In this research study, several helpful observations have been found on the effect of fire scenarios, nominal cover, and type of aggregate. Based on the results of this study, the main relevant conclusions can be described as follows.   

• The existing codes and standards, i.e., NBC, IS 456 and IS 1642 are evaluating fire-resistance rating for RC beams using a prescriptive and empirical approach. Also, these codes and standards do not consider any thermally induced material properties, heat transfer field variations, fire exposure scenarios, and type of aggregate.

• The NBC, IS 456 and IS 1642 do not propose any design method and fire resistance guidelines to evaluate the fire-resistance rating of RC beams.

• For heat transfer analysis within the RC beam, the thermal-induced properties of materials, i.e., conductivity, specific heat, and density play a significant role. The developed heat transfer model predicts more accurate results and conservative side at any particular conditions while existing empirical/semi-empirical equations do not obtain suitable to predict temperature within RC beam.

• The fire resistance analysis model has predicted the flexural behavior of RC beams using thermally induced material properties, which introduces more accurate and conservative results with the experimentally measured database.

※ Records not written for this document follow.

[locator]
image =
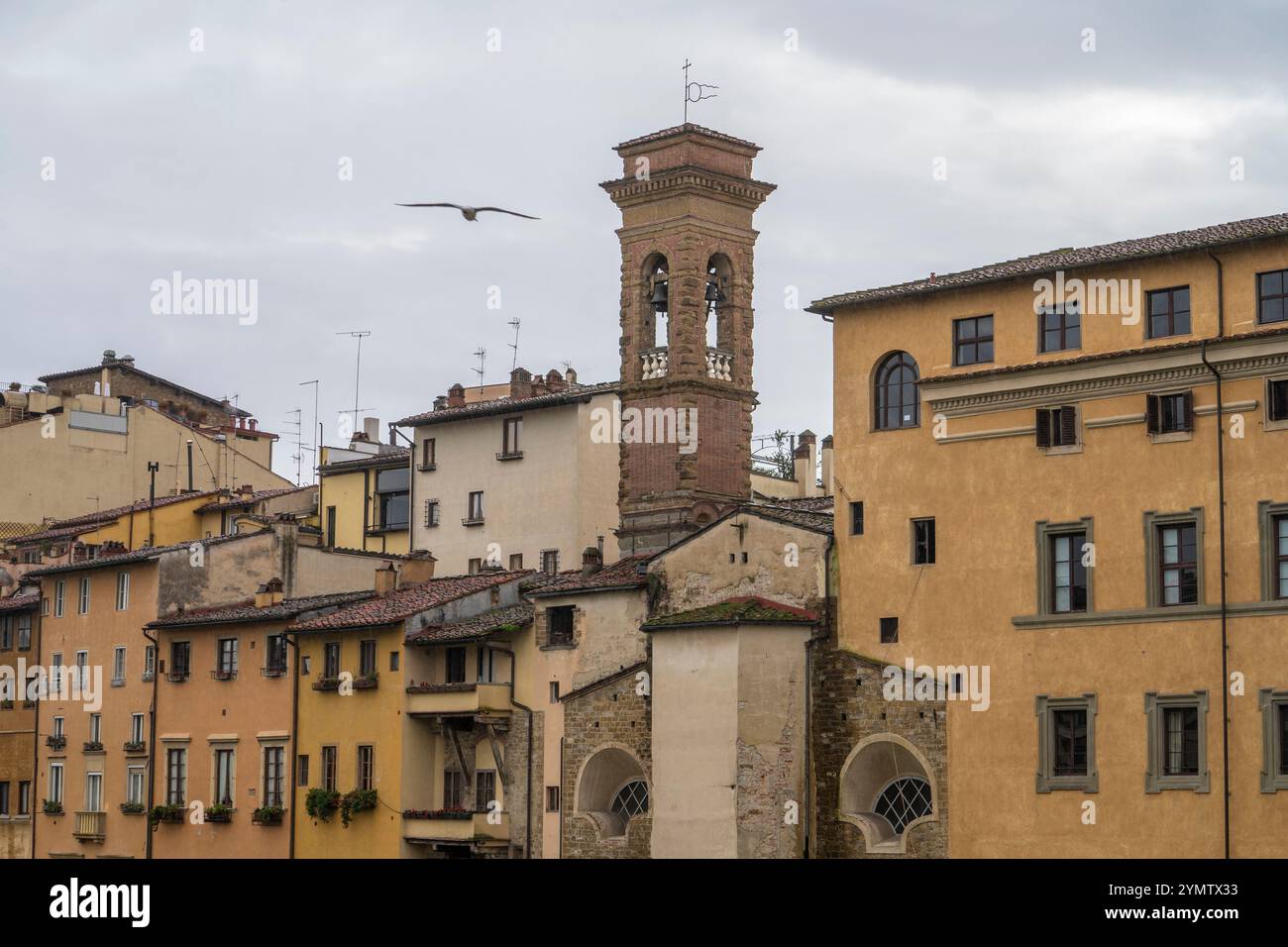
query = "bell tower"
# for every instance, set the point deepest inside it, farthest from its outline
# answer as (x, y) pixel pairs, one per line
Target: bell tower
(687, 198)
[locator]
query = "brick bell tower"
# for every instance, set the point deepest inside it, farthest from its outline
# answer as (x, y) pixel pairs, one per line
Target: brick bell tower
(687, 198)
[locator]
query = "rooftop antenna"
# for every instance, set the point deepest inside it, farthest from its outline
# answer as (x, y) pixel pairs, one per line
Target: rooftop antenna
(316, 389)
(694, 91)
(299, 444)
(514, 344)
(360, 334)
(481, 354)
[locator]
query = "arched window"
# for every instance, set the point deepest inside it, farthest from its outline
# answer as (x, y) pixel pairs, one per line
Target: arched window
(897, 403)
(903, 800)
(631, 799)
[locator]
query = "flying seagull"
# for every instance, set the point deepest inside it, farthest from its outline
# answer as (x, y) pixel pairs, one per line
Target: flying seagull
(471, 213)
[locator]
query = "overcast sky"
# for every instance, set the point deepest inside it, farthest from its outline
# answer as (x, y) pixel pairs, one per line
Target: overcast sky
(226, 163)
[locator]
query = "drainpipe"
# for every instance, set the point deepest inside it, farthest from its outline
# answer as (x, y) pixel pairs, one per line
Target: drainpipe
(527, 819)
(295, 745)
(153, 742)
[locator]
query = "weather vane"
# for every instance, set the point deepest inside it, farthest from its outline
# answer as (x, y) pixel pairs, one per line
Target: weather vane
(694, 91)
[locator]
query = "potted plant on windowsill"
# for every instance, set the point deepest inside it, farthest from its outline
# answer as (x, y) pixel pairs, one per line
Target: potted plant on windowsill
(267, 815)
(321, 802)
(171, 812)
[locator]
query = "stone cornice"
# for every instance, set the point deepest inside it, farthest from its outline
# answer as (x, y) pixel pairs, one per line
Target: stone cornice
(1104, 380)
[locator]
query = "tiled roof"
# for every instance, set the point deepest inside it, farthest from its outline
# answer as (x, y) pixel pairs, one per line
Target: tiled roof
(395, 458)
(235, 500)
(623, 574)
(86, 522)
(681, 129)
(815, 504)
(129, 368)
(20, 603)
(1069, 258)
(480, 626)
(137, 556)
(735, 611)
(807, 519)
(500, 406)
(402, 603)
(1108, 356)
(248, 612)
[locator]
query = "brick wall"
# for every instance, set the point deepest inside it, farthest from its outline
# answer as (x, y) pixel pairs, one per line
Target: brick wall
(848, 707)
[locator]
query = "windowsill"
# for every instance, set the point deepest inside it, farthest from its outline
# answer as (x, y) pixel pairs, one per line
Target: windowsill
(1141, 616)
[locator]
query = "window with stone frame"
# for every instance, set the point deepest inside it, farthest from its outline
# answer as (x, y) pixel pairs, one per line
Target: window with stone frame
(561, 625)
(1176, 741)
(1067, 744)
(1274, 738)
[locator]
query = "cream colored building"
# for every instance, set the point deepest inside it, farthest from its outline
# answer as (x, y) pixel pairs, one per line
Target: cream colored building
(519, 480)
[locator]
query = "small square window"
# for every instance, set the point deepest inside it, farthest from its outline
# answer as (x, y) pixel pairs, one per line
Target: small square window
(889, 630)
(1067, 744)
(1168, 312)
(923, 541)
(1176, 741)
(973, 341)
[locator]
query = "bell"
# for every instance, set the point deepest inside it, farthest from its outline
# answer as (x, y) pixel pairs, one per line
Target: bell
(658, 299)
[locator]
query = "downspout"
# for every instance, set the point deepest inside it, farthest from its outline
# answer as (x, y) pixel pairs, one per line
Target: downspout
(527, 819)
(1220, 479)
(35, 733)
(153, 741)
(295, 745)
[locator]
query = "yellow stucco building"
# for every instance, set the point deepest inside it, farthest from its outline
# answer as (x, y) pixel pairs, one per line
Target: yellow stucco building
(1029, 479)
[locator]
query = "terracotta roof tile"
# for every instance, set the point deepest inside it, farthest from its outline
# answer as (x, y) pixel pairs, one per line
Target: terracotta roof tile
(623, 574)
(735, 611)
(500, 406)
(248, 612)
(477, 626)
(402, 603)
(1069, 258)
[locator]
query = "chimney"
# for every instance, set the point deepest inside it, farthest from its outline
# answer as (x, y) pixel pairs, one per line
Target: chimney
(416, 569)
(269, 592)
(520, 384)
(827, 467)
(809, 483)
(386, 579)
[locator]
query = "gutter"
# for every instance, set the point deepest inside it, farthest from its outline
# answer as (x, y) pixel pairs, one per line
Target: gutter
(527, 819)
(1225, 634)
(153, 741)
(295, 745)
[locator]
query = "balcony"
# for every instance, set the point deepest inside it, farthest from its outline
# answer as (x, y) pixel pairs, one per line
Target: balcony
(653, 364)
(455, 699)
(473, 827)
(89, 826)
(656, 364)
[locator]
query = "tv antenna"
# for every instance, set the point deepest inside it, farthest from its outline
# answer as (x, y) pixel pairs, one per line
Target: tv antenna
(360, 334)
(514, 363)
(481, 354)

• In fire-resistance evaluation, high-intensity fire load either standard or designed at short-duration exposure conditions has exhibited severe deformations of the flexural carrying capacity for RC beams. Also, the nominal cover thickness enhancement and type of calcareous aggregate improve the flexural carrying capacity of RC beams in different fire scenarios.

• The failure criteria for RC beams have significantly influenced the fire-resistance rating. The conventional reinforced steel rebar temperature failure criterion in fire scenarios has not reflected any reasonable results of fire-resistance rating. However, the criterion of flexural carrying capacity reduces 30 percent of the designed RC beam and has introduced reliable information for fire resistance assessment.